I was working in the site office of a large building company in the centre of London. Our cabin was in the shadow of Waterloo Bridge and the windows overlooked the Thames. It was the mid-70s and early spring, and a memo came from head office saying that we all had to attend a course on first aid. The site was a large one and there was a qualified first aider there all the time but the company felt that everyone in the offices should be able to help if an accident occurred when the first aid man was not to hand.
So once a week for a month or so we went to head office along with the admin staff from the other building sites in London and were given first aid lessons by a Mr Bates. He was a friendly man and must have been nearing retirement. Immediately Mr Bates was known to us as Master Bates. Our building site humour was always at the ready although it was often in dubious taste. I think that Mr Bates was the most patient man I have ever known. He showed us how to apply bandages of varying complexity, and he put up with all our ribald comments. He took his work seriously and loved every aspect of it. He taught us how to lay the patient in the recovery position, how to treat shock and how to stop bleeding. We practised administering artificial respiration. Perhaps 90% of the secret of being a good teacher is being enthusiastic about your subject. On this count Mr Bates was not just good. He was the best. After the first class none of us called him Master Bates any more. We tried hard to learn so as not to disappoint him as much as for any future use our first aid knowledge might prove to be.
Mr Bates regarded doctors as beings from another sphere. In his eyes they were far above mere first aiders like him. They were a fount of all knowledge. Just once, though, he did confide to us and he told us of a moment he treasured. ‘You know, gentlemen, I’m not too bad at bandaging. Once I put on a bandage and the specialist in the hospital said it was the most professional bit of bandaging he had ever seen. He even said that it was better than many doctors could do.’ But then he added, ‘Of course the doctors have a lot on their minds, and I am doing bandaging every day so I have become used to it.’

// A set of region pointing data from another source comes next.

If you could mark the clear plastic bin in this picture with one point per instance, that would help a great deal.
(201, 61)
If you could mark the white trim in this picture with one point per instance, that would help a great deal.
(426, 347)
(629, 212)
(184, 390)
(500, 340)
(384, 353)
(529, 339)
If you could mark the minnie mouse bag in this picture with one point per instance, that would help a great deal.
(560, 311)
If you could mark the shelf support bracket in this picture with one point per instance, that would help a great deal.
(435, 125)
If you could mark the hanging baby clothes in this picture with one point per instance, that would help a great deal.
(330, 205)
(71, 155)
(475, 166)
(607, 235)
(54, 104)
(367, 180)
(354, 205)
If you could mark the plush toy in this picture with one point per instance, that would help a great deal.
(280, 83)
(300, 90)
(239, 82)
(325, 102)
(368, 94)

The last day of the course arrived and with it came the final test in front of a doctor. This was at 3 pm. The doctor was late, and this allowed Mr Bates time to give us a little more coaching before the moment of truth. ‘It would be lovely if you all passed,’ he said. At twenty past three the doctor arrived and he had been well dined by the company. His eyes were half shut and he looked sleepy. His breath smelt of whisky. As he interviewed us he looked relaxed and content. Mr Bates, on the other hand, was busy going round encouraging us. ‘I think you’ll get a question about tourniquets’ or ‘Remember what I said about taking a pulse.’ Anxiously he gave each one of us some last minute advice.
The doctor asked us each a question in turn. Mine was about how to put an Elastoplast on a cut. All plasters were called Elastoplast in those days.
I explained how to wash the cut, then apply some antiseptic cream and finally put on the plaster while at the same time making sure not to touch the wound.
‘But what do you do before putting on the plaster?’
I had no idea. I was sure I hadn’t forgotten anything. I had prepared the wound thoroughly. Everything was ready for the plaster.
‘You remove the plaster from its wrapping,’ said the doctor.
This was the level of medical knowledge he assumed we were capable of. How little he knew of the dedication of our teacher.
We all passed the test. Perhaps the large lunch and the whisky had something to do with that.
Mr Bates was overjoyed at our results. He congratulated us warmly though the merit was entirely his. Before we all left to return to our site offices we held a collection for him, and we all gave willingly and generously. Then we presented him with the amount in an envelope and one of us made a speech of thanks. Mr Bates was overcome.
‘Well, gentlemen, (He always called us ‘gentlemen’, which we certainly didn’t deserve after what we had called him at the start of the course.) Well, gentlemen. I don’t know what to say. I just don’t. I am grateful to you all. Very grateful indeed.’ He faltered and could say no more in his emotion and so we gave him a hearty round of applause.
I am not saying that all first aiders are like Mr Bates, and I am not saying that all doctors are like our examiner. But I do know that this is what happened in London back in the early spring of 1974.